It is the task of the United Nations to supervise and co-ordinate the rules laid down by the three international Conventions on drugs. The Vienna-based United Nations International Drug Control Program (UNDCP) is operative as of March 1991, and it combines the competences of three bodies that were previously separated: the Commission on Narcotic Drugs of the United Nations Economic and Social Council, created in 1946 with the purpose of providing political guidelines in the sector; the International Narcotics Control Board, formed by a group of experts and created in 1961 with the task of surveying the phenomenon's global trend; the United Nations Fund for Drug Abuse Control (UNFDAC), established in 1971 with the task of counseling the governments in the struggle against the production, traffic and abuse of drugs.
There is also an Expert Committee on Narcotic Drugs as part of the Department of Pharmacology and Toxicology of the World Health Organization (WHO). The WHO is charged by the Single Convention and by the Convention on Psychotropic Substances with supplying a judgement on the psychoactive substances, in the sense that this organization may suggest the inclusion of new substances in the charts, shifting them from one chart to the other, or removing them - an event which has never occurred.

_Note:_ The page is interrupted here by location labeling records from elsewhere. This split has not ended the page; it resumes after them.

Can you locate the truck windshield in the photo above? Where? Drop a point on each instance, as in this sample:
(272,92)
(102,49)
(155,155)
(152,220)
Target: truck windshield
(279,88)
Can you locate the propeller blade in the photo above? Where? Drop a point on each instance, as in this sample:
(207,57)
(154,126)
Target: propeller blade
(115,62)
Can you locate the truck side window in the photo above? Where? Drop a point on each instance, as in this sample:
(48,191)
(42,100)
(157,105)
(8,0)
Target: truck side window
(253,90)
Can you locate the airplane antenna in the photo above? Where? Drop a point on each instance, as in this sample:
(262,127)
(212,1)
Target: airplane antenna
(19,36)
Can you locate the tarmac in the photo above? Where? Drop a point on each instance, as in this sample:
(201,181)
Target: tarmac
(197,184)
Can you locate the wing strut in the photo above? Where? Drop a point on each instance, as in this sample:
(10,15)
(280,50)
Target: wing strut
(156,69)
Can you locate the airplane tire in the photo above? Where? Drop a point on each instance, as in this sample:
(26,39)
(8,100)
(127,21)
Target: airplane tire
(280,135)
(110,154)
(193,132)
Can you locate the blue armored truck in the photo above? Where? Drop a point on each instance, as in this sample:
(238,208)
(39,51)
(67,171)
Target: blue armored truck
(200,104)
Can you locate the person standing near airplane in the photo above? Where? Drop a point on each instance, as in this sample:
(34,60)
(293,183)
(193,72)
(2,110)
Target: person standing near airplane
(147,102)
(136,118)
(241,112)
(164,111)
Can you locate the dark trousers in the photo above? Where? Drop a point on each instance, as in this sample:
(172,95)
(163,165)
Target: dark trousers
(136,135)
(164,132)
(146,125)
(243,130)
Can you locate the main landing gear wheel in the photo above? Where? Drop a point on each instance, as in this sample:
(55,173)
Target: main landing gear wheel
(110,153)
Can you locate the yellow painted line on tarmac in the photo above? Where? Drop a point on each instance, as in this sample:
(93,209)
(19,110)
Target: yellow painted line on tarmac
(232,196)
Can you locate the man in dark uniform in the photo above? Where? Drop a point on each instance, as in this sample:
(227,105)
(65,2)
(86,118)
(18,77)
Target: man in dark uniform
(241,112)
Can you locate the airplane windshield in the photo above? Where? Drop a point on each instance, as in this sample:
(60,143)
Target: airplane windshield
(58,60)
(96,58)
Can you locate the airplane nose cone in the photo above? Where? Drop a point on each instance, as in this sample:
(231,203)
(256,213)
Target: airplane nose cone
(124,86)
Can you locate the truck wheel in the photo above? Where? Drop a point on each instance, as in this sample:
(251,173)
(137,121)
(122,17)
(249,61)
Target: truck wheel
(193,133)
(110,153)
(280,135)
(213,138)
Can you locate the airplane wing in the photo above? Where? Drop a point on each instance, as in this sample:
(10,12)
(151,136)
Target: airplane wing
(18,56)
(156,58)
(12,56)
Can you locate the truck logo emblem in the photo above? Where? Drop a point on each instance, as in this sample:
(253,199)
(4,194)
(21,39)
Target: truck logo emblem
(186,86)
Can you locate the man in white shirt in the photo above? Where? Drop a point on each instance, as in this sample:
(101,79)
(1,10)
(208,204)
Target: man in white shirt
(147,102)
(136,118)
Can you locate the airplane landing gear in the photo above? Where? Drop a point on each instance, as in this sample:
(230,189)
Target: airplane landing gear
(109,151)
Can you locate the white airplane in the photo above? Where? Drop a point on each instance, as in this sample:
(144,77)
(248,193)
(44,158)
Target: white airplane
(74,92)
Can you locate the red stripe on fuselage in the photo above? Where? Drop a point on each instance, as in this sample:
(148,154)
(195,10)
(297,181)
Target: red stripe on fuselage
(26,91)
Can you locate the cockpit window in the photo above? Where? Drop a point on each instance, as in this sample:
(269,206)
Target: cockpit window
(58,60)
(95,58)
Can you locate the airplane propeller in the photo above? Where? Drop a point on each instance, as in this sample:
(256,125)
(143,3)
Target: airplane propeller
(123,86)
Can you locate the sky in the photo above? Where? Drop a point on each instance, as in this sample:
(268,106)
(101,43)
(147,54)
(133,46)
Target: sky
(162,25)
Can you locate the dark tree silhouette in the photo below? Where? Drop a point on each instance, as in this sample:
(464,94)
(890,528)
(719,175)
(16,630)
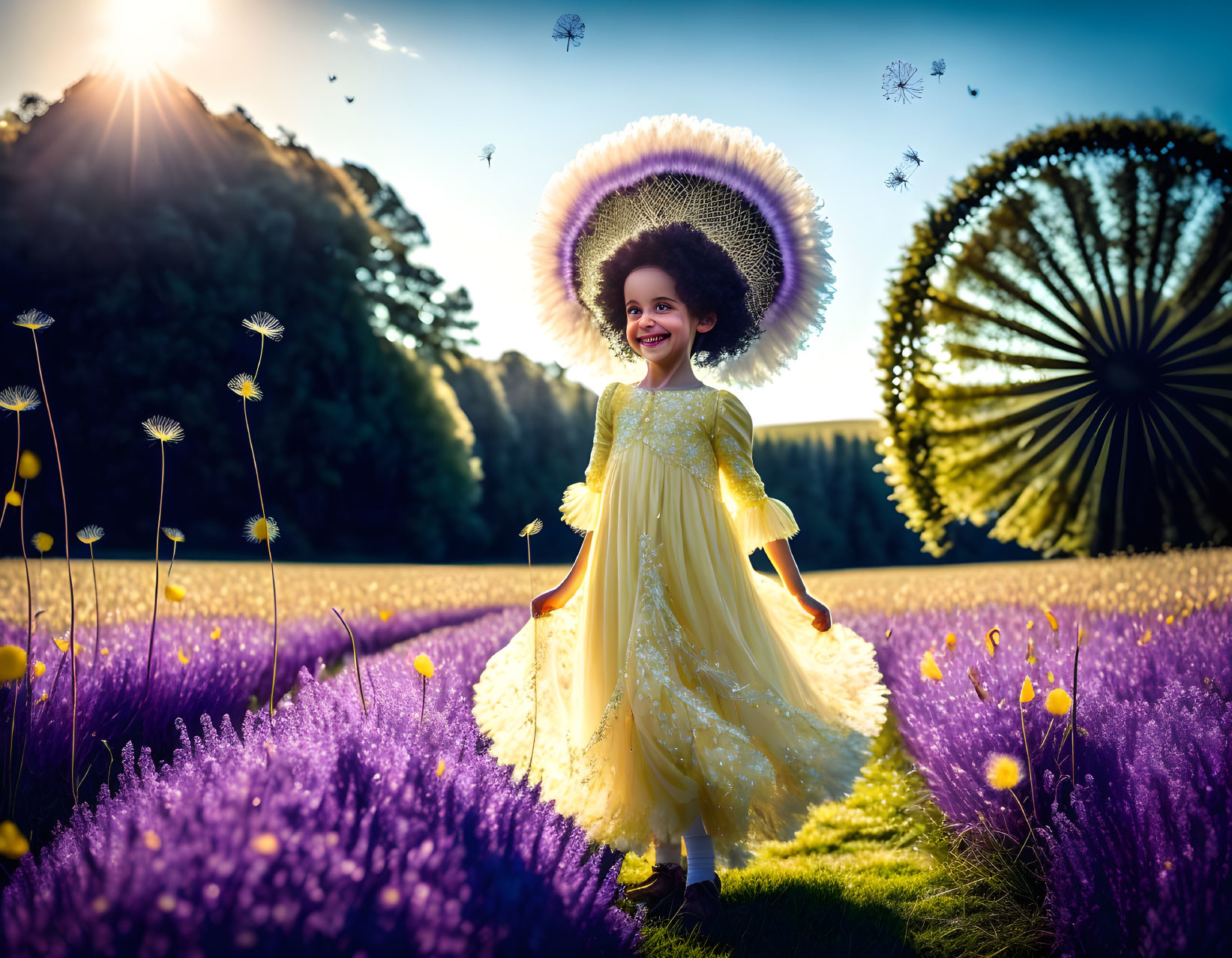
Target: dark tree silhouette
(569,28)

The UNDCP has a yearly budget, based on voluntary contributions, of about $70 million. Italy is traditionally one of the main sponsors of UNFDAC first and now also of the UNDCP, and, as far as we know, has covered almost half of the 1992 budget (11). This should account for the fact that many Italians have been directors of this agency: Giorgio Giacomelli, current director of the UNDCP, succeeded to Giuseppe Di Gennaro, previously head of the UNFDAC.
-------------------
(11) Cf. Marcello D'Angelo, "Droga e riciclaggio ormai straripano sull'intero pianeta", Il Giorno, 13 April 1992; Ernesto Ugo Savona, "Nasce un nuovo organismo delle Nazioni Unite", Cooperazione, January 1991.